Die 20 ethischen Regeln für das autonome Fahren

„Um Regeln oder Empfehlungen definieren zu können, sind zwei Schritte notwendig“, erklärt Gordon Pipa, einer der leitenden Wissenschaftler der Studie. „Als Erstes muss man menschliche moralische Entscheidungen in kritischen Situationen analysieren und verstehen. Als zweiten Schritt muss man das menschliche Verhalten statistisch beschreiben, um Regeln ableiten zu können, die dann in Maschinen genutzt werden können.“

Moralische Abwägung statistisch auswerten

Um beide Schritte zu realisieren, nutzten die Autoren eine virtuelle Realität, um das Verhalten von Versuchspersonen in simulierten Verkehrssituationen zu beobachten. Die Teilnehmer der Studie fuhren dazu an einem nebligen Tag durch die Straßen eines typischen Vorortes. Im Verlauf der Experimente kam es dabei zu unvermeidlichen und unerwarteten Dilemma-Situationen, bei denen Menschen, Tiere oder Objekte als Hindernisse auf den Fahrspuren standen. Um den Hindernissen auf einer der beiden Spuren ausweichen zu können, war deshalb eine moralische Abwägung notwendig. Die Wissenschaftler haben dann die beobachteten Entscheidungen durch eine statistische Analyse ausgewertet und in Regeln übersetzt. Die Ergebnisse weisen darauf hin, dass bei unvermeidbaren Unfälle moralisches Verhalten durch eine einfache Wertigkeit des Lebens erklärt werden kann, für jeden Menschen, jedes Tier und jedes Objekt.

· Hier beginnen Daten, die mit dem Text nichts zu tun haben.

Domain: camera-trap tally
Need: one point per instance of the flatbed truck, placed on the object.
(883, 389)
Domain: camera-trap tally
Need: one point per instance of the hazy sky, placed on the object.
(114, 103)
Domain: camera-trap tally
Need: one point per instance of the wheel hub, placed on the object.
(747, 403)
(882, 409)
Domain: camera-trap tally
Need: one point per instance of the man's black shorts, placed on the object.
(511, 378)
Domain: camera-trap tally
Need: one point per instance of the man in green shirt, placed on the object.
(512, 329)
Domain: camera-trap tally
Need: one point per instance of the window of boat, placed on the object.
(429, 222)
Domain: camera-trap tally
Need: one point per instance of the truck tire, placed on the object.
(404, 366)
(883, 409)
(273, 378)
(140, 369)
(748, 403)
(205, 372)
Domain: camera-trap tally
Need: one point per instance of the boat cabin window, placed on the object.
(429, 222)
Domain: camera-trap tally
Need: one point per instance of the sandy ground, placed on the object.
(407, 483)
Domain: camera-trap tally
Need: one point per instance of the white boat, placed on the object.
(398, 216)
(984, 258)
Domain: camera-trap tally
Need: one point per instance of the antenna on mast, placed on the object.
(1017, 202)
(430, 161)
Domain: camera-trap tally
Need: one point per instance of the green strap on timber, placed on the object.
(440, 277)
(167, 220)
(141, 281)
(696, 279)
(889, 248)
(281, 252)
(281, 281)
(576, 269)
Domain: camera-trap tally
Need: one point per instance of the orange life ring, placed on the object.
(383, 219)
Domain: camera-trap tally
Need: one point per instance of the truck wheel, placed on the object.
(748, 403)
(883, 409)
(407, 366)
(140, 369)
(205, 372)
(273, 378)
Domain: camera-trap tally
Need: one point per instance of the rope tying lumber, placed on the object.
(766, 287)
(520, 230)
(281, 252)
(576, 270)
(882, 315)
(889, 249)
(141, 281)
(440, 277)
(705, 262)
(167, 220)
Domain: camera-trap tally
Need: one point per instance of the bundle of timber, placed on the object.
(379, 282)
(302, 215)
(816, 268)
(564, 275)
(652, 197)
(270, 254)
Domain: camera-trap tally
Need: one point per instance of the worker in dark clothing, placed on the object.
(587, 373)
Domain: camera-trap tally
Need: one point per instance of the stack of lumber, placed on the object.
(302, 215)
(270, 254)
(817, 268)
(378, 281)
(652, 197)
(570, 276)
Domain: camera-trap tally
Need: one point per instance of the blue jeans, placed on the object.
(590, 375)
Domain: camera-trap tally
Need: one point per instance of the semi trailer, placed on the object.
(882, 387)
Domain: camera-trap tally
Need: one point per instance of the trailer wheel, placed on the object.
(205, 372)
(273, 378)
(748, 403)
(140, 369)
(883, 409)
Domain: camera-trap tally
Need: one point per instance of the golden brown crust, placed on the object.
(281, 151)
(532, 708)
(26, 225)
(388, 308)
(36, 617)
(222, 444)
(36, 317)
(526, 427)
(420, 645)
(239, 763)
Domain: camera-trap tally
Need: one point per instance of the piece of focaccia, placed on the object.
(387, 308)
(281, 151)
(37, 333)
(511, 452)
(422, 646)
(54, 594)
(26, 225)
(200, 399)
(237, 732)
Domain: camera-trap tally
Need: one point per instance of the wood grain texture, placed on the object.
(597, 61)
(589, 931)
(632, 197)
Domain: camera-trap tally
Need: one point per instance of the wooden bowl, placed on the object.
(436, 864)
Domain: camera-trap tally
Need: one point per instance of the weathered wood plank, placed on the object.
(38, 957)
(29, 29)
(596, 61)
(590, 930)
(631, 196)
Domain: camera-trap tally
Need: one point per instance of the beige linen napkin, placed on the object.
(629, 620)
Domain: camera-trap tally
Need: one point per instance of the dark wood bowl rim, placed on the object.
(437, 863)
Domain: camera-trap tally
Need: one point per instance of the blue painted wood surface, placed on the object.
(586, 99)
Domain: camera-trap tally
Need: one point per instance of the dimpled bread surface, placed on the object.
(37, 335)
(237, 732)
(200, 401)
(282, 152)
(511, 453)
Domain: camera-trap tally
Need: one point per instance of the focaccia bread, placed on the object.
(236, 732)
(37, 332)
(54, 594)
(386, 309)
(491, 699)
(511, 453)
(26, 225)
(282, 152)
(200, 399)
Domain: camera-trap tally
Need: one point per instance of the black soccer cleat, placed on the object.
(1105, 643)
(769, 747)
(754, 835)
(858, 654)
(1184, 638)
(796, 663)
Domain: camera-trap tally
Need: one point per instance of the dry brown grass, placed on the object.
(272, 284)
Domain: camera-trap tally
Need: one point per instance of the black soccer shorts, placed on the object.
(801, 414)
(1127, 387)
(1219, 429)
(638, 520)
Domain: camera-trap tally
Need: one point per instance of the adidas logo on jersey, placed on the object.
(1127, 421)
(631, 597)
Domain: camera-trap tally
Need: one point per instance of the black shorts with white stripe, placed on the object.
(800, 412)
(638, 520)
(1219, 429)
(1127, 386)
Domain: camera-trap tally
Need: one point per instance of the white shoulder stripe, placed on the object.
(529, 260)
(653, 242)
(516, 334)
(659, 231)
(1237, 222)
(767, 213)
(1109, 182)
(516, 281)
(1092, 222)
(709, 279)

Leon Sütfeld, der Hauptautor der Studie, erklärt das so: „Das menschliche moralische Verhalten lässt sich durch den Vergleich von einer Wertigkeit des Lebens, das mit jedem Menschen, jedem Tier oder jedem Objekt assoziiert ist, erklären und mit beachtlicher Präzision vorhersagen. Das zeigt, dass menschliche moralische Entscheidungen prinzipiell mit Regeln beschrieben werden können und dass diese Regeln als Konsequenz auch von Maschinen genutzt werden könnten.“

Diese neuen Osnabrücker Erkenntnisse stehen im Widerspruch zu dem achten Prinzip des BMVI-Berichtes, das auf der Annahme gründet, dass moralische Entscheidungen nicht modellierbar sind.